Les loyers n’ont fait que croître depuis 2008, alors que la faiblesse des taux hypothécaires aurait dû les faire baisser, a fustigé Jacqueline Badran (PS/ZH). Dans ce laps de temps, les locataires ont payé près de 78 milliards de francs en trop, a ajouté Christian Dandrès (PS/GE). «Dix milliards rien qu’en 2021.» Outre «l’explosion» des prix des loyers, Balthasar Glättli (Vert-e-s/ZH) a cité l’augmentation des primes maladies et des prix de l’énergie, dénonçant des «attaques pour les ménages». «Avec cette perte de pouvoir d’achat, il est nécessaire de faire des pas concrets.» Beat Walti (PLR/ZH) a trouvé «le narratif de la gauche dangereux». Il a rejeté l’hypothèse avançant que les bailleurs pratiquent systématiquement des loyers excessifs.

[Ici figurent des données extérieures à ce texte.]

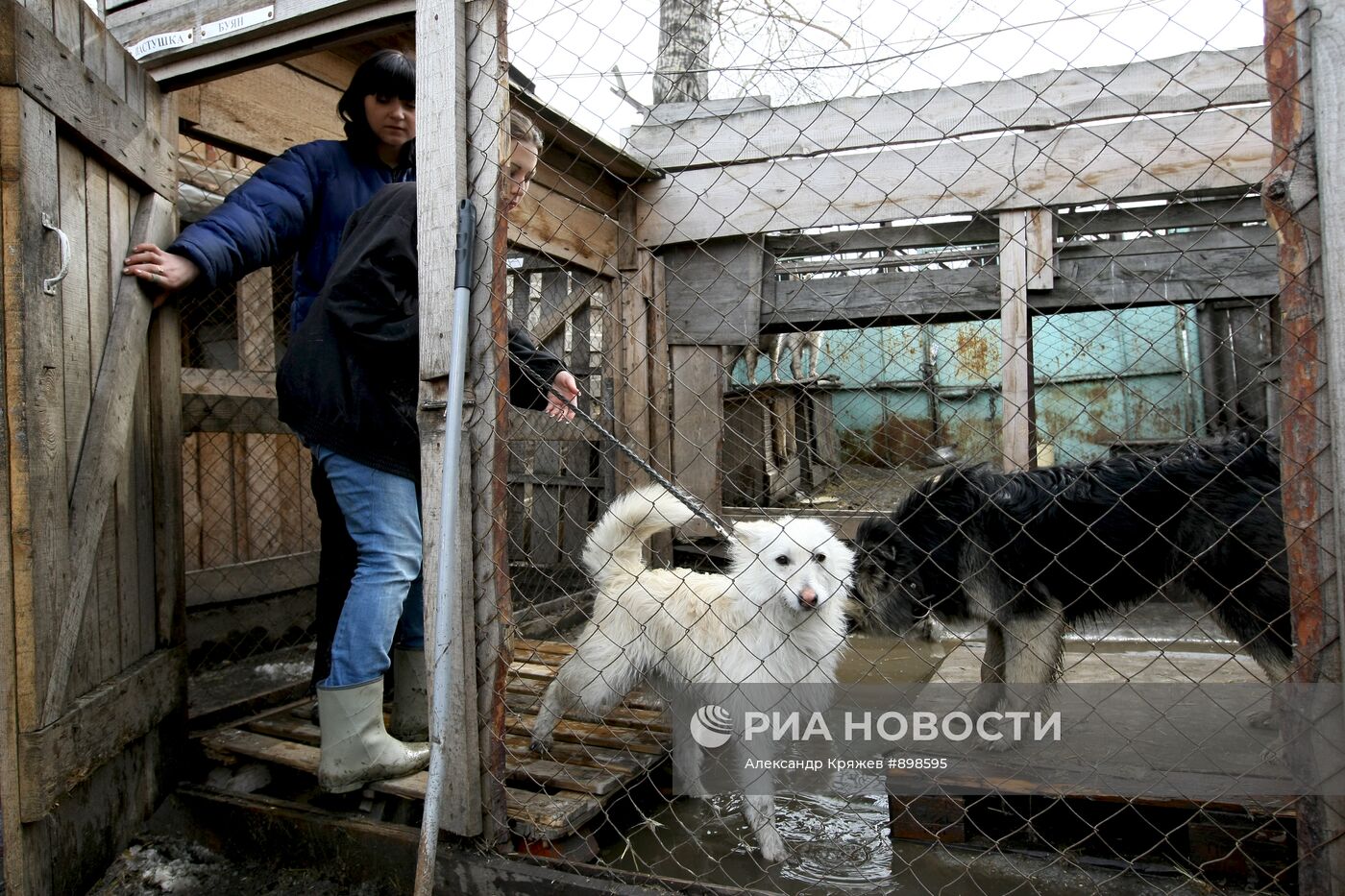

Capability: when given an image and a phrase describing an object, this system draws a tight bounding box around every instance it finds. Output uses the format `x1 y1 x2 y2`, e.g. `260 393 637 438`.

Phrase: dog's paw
757 830 788 865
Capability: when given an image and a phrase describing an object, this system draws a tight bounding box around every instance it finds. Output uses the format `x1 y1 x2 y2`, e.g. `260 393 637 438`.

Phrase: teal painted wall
733 306 1204 467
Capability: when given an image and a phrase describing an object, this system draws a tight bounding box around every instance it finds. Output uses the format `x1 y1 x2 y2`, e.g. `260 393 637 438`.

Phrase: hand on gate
121 242 201 301
546 370 579 421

La faute à l’immigration massive selon l’UDC
La cause de la pénurie de logements ne relève pas du droit du bail mais du fait qu’il y a toujours plus d’habitants en Suisse, a argué pour sa part Barbara Steinemann (UDC/ZH). Pour son parti, l’explication est à chercher du côté de l’immigration massive. Trop de personnes viennent en Suisse et on expulse notre population de leurs logements pour les héberger, a lancé Martina Bircher (UDC/AG). Michael Töngi (Vert-e-s/LU) a dénoncé le fait de «monter les personnes défavorisées contre les autres». Entre les deux bords politiques, le Centre, le PLR et le PVL ont estimé qu’il faut plutôt axer sur la construction de nouveaux logements.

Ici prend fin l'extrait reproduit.